Fixing Google AdSense Ads.txt Warnings

24 Jul 2019 — google, adsense, ads.txt

I'm a pretty lightweight Google Adsense user, having a couple of sites that have the ads running to support some older projects and hosted community systems that have been online for 10-15 years. Checking on my account today I noticed a new bright red banner at the top of the pageletting me know that my earnings were at risk, and that I needed to fix "some" ads.txt issues on my sites.

Google AdSense ads.txt Warning

The 'Earnings at risk – You need to fix some ads.txt file issues to avoid severe impact to your revenue.' warning shown in the Google AdSense console when ads.txt issues are found, as of July 2019.

Around 2017 the IAB introduced ads.txt as a standard for granting permission to digital advertisers to run inventory on a site. I can be all too easy to have user-generated HTML or JS find its way onto a site and suddenly start monetizing pages without approval. Google have also stepped their site verification for AdSense up significantly - in years past, adding the code was enough to begin running inventory - a site I added this year required a manual verification and actually failed for being too shallow initially!

Steps To Fix ads.txt Issues

If you don't have sites on subdomains of your site, the fix for the warning is straightforward. Google offer to let you download a pre-filled ads.txt file (assuming you only run their inventory). Simply upload this to your website root and the message will dissapear in a few days.

Alternatively, create a text file with the following content, replacing your root domain and AdSense publisher ID instead of the example values here. You should leave the ID at the end alone, that's Google AdSense's program identifier.

example.com, pub-0123123123123123, DIRECT, f08c47fec0942fa0

Dummy ads.txt content for a site running just Google AdSense at example.com

If you do use subdomains in your site, you have a choice to make:

If you don't put an ads.txt in the root of a subdomain, but do have one for the site at the root of your domain, then the one for your domain will be used for all subdomains. e.g. if there is no ads.txt at forum.example.com, the ads.txt at example.com will be used.

If you want a subdomain to have it's own ads.txt file, you need to identfiy the subdomain in your root domain's ads.txt using the subdomain feature and then put the relevant ads permissions in the subdomain's ads.txt e.g.

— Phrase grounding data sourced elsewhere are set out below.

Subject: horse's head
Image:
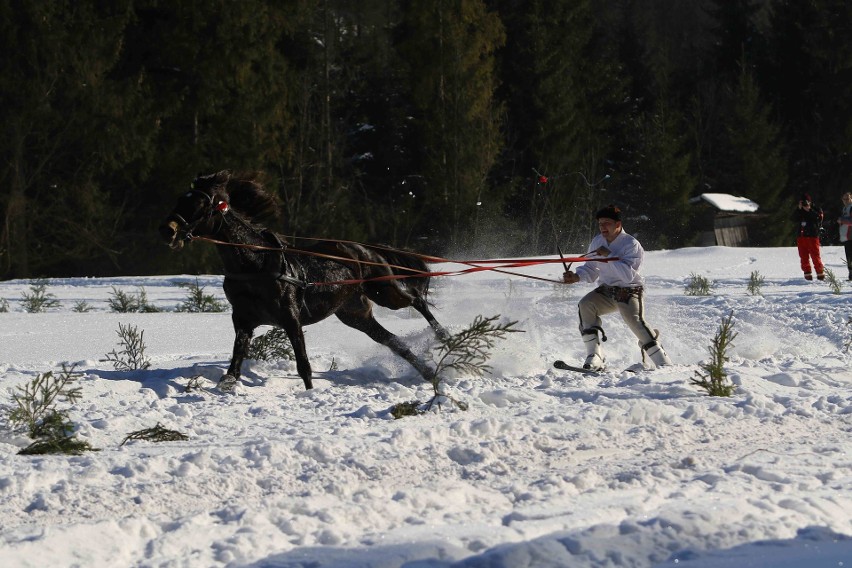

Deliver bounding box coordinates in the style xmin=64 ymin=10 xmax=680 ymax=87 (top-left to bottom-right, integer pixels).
xmin=159 ymin=170 xmax=232 ymax=249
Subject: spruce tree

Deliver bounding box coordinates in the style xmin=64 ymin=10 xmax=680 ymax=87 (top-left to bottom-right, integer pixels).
xmin=0 ymin=0 xmax=144 ymax=277
xmin=633 ymin=95 xmax=697 ymax=249
xmin=398 ymin=0 xmax=506 ymax=253
xmin=723 ymin=62 xmax=789 ymax=246
xmin=766 ymin=0 xmax=852 ymax=204
xmin=495 ymin=0 xmax=626 ymax=253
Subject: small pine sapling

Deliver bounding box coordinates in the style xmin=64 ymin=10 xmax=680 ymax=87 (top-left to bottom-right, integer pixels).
xmin=108 ymin=287 xmax=159 ymax=313
xmin=108 ymin=287 xmax=137 ymax=312
xmin=175 ymin=279 xmax=227 ymax=312
xmin=21 ymin=278 xmax=60 ymax=312
xmin=247 ymin=328 xmax=294 ymax=361
xmin=845 ymin=317 xmax=852 ymax=353
xmin=504 ymin=278 xmax=516 ymax=301
xmin=72 ymin=300 xmax=94 ymax=312
xmin=8 ymin=364 xmax=97 ymax=455
xmin=425 ymin=314 xmax=522 ymax=411
xmin=0 ymin=298 xmax=8 ymax=312
xmin=691 ymin=311 xmax=737 ymax=397
xmin=104 ymin=322 xmax=151 ymax=371
xmin=824 ymin=268 xmax=842 ymax=294
xmin=747 ymin=270 xmax=765 ymax=296
xmin=685 ymin=273 xmax=713 ymax=296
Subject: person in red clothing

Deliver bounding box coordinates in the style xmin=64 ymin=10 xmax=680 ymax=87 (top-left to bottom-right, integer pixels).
xmin=792 ymin=193 xmax=824 ymax=281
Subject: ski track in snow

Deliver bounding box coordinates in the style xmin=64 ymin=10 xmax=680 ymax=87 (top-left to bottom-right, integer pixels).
xmin=0 ymin=246 xmax=850 ymax=567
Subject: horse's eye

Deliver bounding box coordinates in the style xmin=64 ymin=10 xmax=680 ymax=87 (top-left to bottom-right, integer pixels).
xmin=185 ymin=192 xmax=193 ymax=198
xmin=190 ymin=182 xmax=195 ymax=189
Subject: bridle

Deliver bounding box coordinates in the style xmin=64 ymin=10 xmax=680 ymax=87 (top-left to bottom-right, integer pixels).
xmin=168 ymin=188 xmax=230 ymax=242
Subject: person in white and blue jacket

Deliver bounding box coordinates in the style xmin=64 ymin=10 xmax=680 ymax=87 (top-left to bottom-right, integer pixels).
xmin=561 ymin=205 xmax=672 ymax=371
xmin=838 ymin=191 xmax=852 ymax=281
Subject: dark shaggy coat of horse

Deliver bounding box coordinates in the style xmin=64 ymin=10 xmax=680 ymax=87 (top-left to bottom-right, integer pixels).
xmin=159 ymin=170 xmax=448 ymax=391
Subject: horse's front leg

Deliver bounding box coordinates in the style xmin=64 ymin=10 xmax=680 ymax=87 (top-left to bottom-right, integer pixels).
xmin=219 ymin=324 xmax=253 ymax=392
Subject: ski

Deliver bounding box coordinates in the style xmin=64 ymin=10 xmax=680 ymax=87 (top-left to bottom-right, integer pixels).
xmin=553 ymin=360 xmax=643 ymax=374
xmin=553 ymin=360 xmax=602 ymax=374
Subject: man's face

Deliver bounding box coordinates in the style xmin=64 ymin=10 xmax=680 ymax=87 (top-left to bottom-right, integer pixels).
xmin=843 ymin=193 xmax=852 ymax=204
xmin=598 ymin=218 xmax=621 ymax=242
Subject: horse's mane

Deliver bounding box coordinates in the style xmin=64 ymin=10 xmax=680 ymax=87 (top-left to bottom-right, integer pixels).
xmin=223 ymin=172 xmax=280 ymax=224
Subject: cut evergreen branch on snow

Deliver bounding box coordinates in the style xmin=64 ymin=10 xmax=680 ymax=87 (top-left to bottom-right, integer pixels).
xmin=390 ymin=400 xmax=422 ymax=419
xmin=184 ymin=375 xmax=206 ymax=392
xmin=122 ymin=423 xmax=189 ymax=445
xmin=691 ymin=311 xmax=737 ymax=397
xmin=425 ymin=315 xmax=522 ymax=411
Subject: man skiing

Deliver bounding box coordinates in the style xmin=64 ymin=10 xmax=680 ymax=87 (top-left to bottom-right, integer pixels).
xmin=561 ymin=205 xmax=672 ymax=371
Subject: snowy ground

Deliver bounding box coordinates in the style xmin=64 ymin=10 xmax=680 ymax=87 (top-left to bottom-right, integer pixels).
xmin=0 ymin=246 xmax=850 ymax=567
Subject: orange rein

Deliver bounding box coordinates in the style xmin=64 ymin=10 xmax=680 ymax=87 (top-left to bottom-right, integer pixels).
xmin=189 ymin=235 xmax=618 ymax=286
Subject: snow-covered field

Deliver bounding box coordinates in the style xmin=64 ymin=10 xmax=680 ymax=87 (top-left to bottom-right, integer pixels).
xmin=0 ymin=246 xmax=850 ymax=567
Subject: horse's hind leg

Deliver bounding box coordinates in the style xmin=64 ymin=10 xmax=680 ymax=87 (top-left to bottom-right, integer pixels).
xmin=412 ymin=296 xmax=450 ymax=341
xmin=280 ymin=320 xmax=313 ymax=390
xmin=365 ymin=281 xmax=449 ymax=341
xmin=336 ymin=295 xmax=435 ymax=381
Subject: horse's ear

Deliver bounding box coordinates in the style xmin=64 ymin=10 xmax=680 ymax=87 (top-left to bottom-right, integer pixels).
xmin=216 ymin=170 xmax=232 ymax=182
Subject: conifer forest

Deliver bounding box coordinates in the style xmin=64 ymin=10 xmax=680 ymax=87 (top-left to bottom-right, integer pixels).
xmin=1 ymin=0 xmax=850 ymax=278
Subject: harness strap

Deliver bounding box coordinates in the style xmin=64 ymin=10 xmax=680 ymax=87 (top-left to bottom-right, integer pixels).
xmin=224 ymin=271 xmax=309 ymax=289
xmin=595 ymin=284 xmax=643 ymax=304
xmin=582 ymin=325 xmax=608 ymax=342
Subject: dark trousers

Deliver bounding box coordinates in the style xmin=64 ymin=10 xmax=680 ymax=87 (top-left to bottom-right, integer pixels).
xmin=844 ymin=241 xmax=852 ymax=274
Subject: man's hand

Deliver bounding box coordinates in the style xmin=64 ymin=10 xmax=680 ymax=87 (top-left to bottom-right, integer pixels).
xmin=563 ymin=271 xmax=580 ymax=284
xmin=595 ymin=246 xmax=611 ymax=257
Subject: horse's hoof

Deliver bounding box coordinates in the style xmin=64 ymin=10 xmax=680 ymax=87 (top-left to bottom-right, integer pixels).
xmin=218 ymin=374 xmax=239 ymax=393
xmin=435 ymin=327 xmax=451 ymax=342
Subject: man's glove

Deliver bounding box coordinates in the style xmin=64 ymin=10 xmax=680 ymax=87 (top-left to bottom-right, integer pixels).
xmin=563 ymin=271 xmax=580 ymax=284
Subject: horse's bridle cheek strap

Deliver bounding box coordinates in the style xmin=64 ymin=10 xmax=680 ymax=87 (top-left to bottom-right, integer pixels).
xmin=169 ymin=190 xmax=228 ymax=239
xmin=168 ymin=213 xmax=192 ymax=230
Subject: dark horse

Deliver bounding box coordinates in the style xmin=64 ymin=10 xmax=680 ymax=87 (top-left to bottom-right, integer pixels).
xmin=159 ymin=170 xmax=448 ymax=391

# Ads.txt for example.com (example.com/ads.txt)
example.com, pub-0123123123123123, DIRECT, f08c47fec0942fa0
subdomain = forum.example.com
# Ads.txt for forum.example.com (forum.example.com/ads.txt)
forum.example.com, pub-0123123123123123, DIRECT, f08c47fec0942fa0

Section 4.5 of the IAB's spec for Ads.txt has all the gory details about subdomain handling if you're curious.

Hopefully this helps anyone out there wanting to quickly put their sites back into compliance, preventing any lost revenue.